Катерина успела к гадалке затемно. И гадала та задумчивой Катерине долго и старательно. То квадратом, то треугольником, то дорожкой выкладывала карточный расклад, желая увидеть и рассмотреть всю-то Катеринину судьбу. То рубашкой вверх, то привычными движениями, едва касаясь лежащих карт, ловко волной переворачивала их, вполголоса произнося предсказания, называя выпавшие карты и значение комбинаций из них. Словно всю жизнь Катерины пыталась перекроить, переложить по-новому. Но от ее объяснений все становилось лишь туманнее и запутаннее. И несмотря на все старания, так и не смогла гадалка дать ответа Катерине, что к чему и чем «сердце успокоится», как ни старалась. Помалкивали о будущем валеты, затаились короли, отворачивалась и дама пик, молчала, уставившись куда-то в сторону поверх своего вечного неувядающего красного тюльпана.
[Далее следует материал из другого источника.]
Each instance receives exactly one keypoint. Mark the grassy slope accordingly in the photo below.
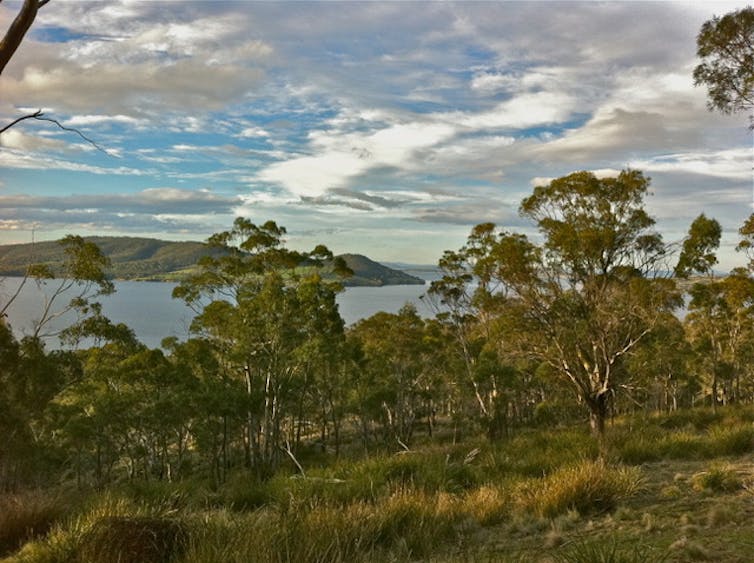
(676, 489)
(150, 259)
Да и что тут скажешь, не огорчив женщину, о том, что, хоть какие у тебя хоромы вырастут, с отоплением и душевыми кабинами на каждом этаже, и даже полный дом раскрасавцев-мужей заведи… Но уж если кончились годики молодые, так уж ничто не поможет. Так что уж лучше помалкивать об этом, что с тюльпаном, что без него!

Словом, излечилась наша Катерина!

Пахомыч

Зимой 2010 года в окрестностях Ругачева хоронили Пахомыча, старого пасечника, бывшего колхозного пчельника. Галками на январском снегу чернела вереница траурных черных платков соседок и темных курток соседей старого бобыля Пахомыча.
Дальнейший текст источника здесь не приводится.